Modeling the Individual Consideration of Travel-Related Strategy Bundles

UCD-ITS-RR-04-07

Research Report

Download PDF

Suggested Citation:
Choo, Sangho and Patricia L. Mokhtarian (2004) Modeling the Individual Consideration of Travel-Related Strategy Bundles. Institute of Transportation Studies, University of California, Davis, Research Report UCD-ITS-RR-04-07

For the last three decades, policy makers and transportation planners have devised a series of policy instruments to tackle traffic congestion, starting with supply and demand controls. Transportation Systems Management (TSM) and Transportation Demand Management (TDM) programs are well-known classes of such policy strategies.

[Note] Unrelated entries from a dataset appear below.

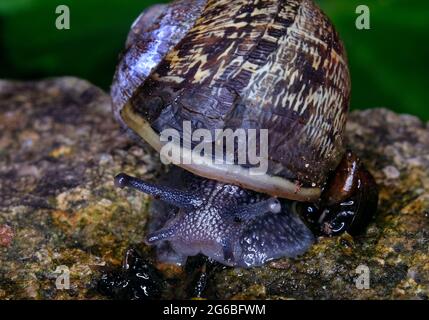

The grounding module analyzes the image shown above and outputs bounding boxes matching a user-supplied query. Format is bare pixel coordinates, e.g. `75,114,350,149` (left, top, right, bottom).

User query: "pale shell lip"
120,103,321,201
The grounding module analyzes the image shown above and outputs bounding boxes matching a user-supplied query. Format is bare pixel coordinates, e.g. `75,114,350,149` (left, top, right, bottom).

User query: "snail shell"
112,0,350,201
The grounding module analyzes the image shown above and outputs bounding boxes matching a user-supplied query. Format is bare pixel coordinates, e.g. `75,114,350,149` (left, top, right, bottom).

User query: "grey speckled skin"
116,168,314,267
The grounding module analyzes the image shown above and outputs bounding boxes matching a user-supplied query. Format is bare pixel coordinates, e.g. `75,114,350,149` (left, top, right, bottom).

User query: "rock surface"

Although many of these strategies have been implemented, they have failed to reduce traffic congestion. One of the reasons for this failure is that there is often a discrepancy, sometimes large, between the responses to congestion that are assumed by policy makers and those that are actually adopted by individuals. This mismatch in behavioral responses makes policies less effective, and needlessly consumes large amounts of time and money in their trial-and-error implementation.

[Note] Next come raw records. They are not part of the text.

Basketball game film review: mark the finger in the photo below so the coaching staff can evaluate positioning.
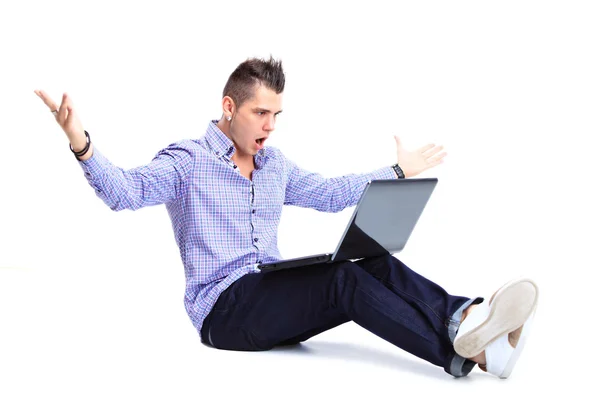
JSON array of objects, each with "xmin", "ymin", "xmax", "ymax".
[
  {"xmin": 427, "ymin": 153, "xmax": 448, "ymax": 164},
  {"xmin": 34, "ymin": 90, "xmax": 58, "ymax": 111},
  {"xmin": 418, "ymin": 143, "xmax": 435, "ymax": 153},
  {"xmin": 65, "ymin": 104, "xmax": 75, "ymax": 125},
  {"xmin": 423, "ymin": 146, "xmax": 444, "ymax": 158}
]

As one of a series of studies on individuals' adoption and consideration of travel-related strategies in response to congestion, this study explores the relationships between the adoption and consideration of bundles of travel-related strategies by identifying characteristics associated with patterns of adoption and consideration among bundles, and by developing discrete choice (binary logit) models for individuals' consideration of each bundle. In particular, we focus on whether the adoption of lower-cost, short-term strategies significantly and/or dynamically (using time since adoption variables) affects the consideration of higher-cost, longer-term ones. We also investigate whether individuals with a high liking for travel, indicative of a positive utility of travel, are resistant to higher-cost, longer-term travel-reduction strategies.